This work fills a key knowledge gap: previous syntheses have bemoaned the scarcity of manipulative experimental studies testing hypotheses about the generality of effects of vertebrate herbivores and nutrient supply on terrestrial biomass production25,28,42. This experiment demonstrates that both nutrient supply and vertebrate herbivory control aboveground biomass in the world’s grasslands, with treatment effects appearing rapidly, and persisting or increasing for up to a decade. It also underscores the importance of context-dependent impacts of herbivores along biotic, climatic, and edaphic gradients31, with herbivores counteracting the effects of nutrient addition, particularly at sites with low precipitation and those with high ambient soil nitrogen or high grazing intensity. Thus, while the grassland biomass response to fertilization shifted to control by consumers at very high site-level abundance and diversity of herbivores, this was only one among several biotic and abiotic factors associated with aboveground plant biomass control in grasslands around the world.

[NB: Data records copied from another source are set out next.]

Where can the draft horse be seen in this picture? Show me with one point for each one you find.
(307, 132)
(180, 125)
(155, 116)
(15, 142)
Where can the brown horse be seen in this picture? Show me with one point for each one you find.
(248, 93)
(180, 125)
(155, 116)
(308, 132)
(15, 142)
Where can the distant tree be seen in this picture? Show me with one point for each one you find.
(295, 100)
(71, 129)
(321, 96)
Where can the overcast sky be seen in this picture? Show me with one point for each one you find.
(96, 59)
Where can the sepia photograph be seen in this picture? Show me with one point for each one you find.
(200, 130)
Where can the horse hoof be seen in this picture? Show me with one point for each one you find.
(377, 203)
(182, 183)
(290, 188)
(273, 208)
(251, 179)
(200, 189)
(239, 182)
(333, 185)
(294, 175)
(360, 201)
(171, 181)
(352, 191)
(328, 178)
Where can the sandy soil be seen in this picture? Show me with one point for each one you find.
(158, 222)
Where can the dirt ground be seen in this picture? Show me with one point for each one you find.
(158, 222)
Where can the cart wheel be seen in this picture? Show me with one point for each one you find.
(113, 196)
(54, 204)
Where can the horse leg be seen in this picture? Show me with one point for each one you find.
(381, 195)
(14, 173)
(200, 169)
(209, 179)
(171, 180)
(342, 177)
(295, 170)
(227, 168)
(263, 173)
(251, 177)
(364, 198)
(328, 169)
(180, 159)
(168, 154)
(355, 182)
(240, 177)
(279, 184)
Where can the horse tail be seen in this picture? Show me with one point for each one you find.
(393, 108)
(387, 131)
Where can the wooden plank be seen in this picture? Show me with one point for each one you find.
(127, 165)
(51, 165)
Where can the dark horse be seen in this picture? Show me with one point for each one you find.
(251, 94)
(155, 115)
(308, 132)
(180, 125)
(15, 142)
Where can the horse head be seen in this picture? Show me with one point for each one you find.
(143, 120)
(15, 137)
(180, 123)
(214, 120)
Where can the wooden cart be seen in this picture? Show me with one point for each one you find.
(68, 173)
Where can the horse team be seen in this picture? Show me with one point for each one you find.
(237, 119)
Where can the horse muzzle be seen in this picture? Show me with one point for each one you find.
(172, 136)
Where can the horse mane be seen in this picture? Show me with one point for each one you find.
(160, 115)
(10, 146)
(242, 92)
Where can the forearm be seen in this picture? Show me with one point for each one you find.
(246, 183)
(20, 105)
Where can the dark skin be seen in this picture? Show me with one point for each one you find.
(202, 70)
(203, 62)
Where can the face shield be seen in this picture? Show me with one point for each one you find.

These results reconcile the high variability of grassland responses to consumer and resource perturbations that has been documented among sites and studies25,28,49–52, and demonstrate that these forces most often operate independently to control grassland biomass. In an era in which the challenges of climate change and catastrophic wildfires, driven by high fuel loads, are omnipresent3,20,21, understanding the controls on grassland biomass is crucial. This distributed experiment provides a powerful demonstration that the stimulation of plant biomass production associated with increasing nutrient supply generally exceeds herbivores’ consumption capacity in non-agricultural grasslands, with implications for future grazing, biodiversity, and fire risk management strategies in the face of continued anthropogenic perturbation of global nutrient cycles.
Methods
A full factorial combination of large herbivore exclusion via fencing (“control” or “fenced”) and addition of nutrients (“control” or “all nutrients”) was applied to 5 × 5 m plots at 58 sites spanning six continents, as part of the Nutrient Network experimental collaboration (www.nutnet.org; Supplementary Table 1)37. Most sites had three replicate blocks, and all sites had collected 1 year of pretreatment data and 2–10 consecutive years of posttreatment data (Supplementary Table 1). All sites were located in the herbaceous vegetation (“grassland”) representative of the region.
Treatments
Experimental design and treatments are detailed in ref. 37. Nutrient treatments (“NPK”) received: 10 g N m−2 yr−1 as time-release urea [(NH2)2CO], 10 g P m−2 yr−1 as triple-super phosphate, [Ca(H2PO4)2], 10 g K m−2 yr−1 as potassium sulfate [K2SO4] and 100 g m−2 of a micronutrient mix of Fe (15%), S (14%), Mg (1.5%), Mn (2.5%), Cu (1%), Zn (1%), B (0.2%), and Mo (0.05%). Macronutrients (N, P, and K) were applied annually; micronutrients were applied once at the start of the experiment (year 1).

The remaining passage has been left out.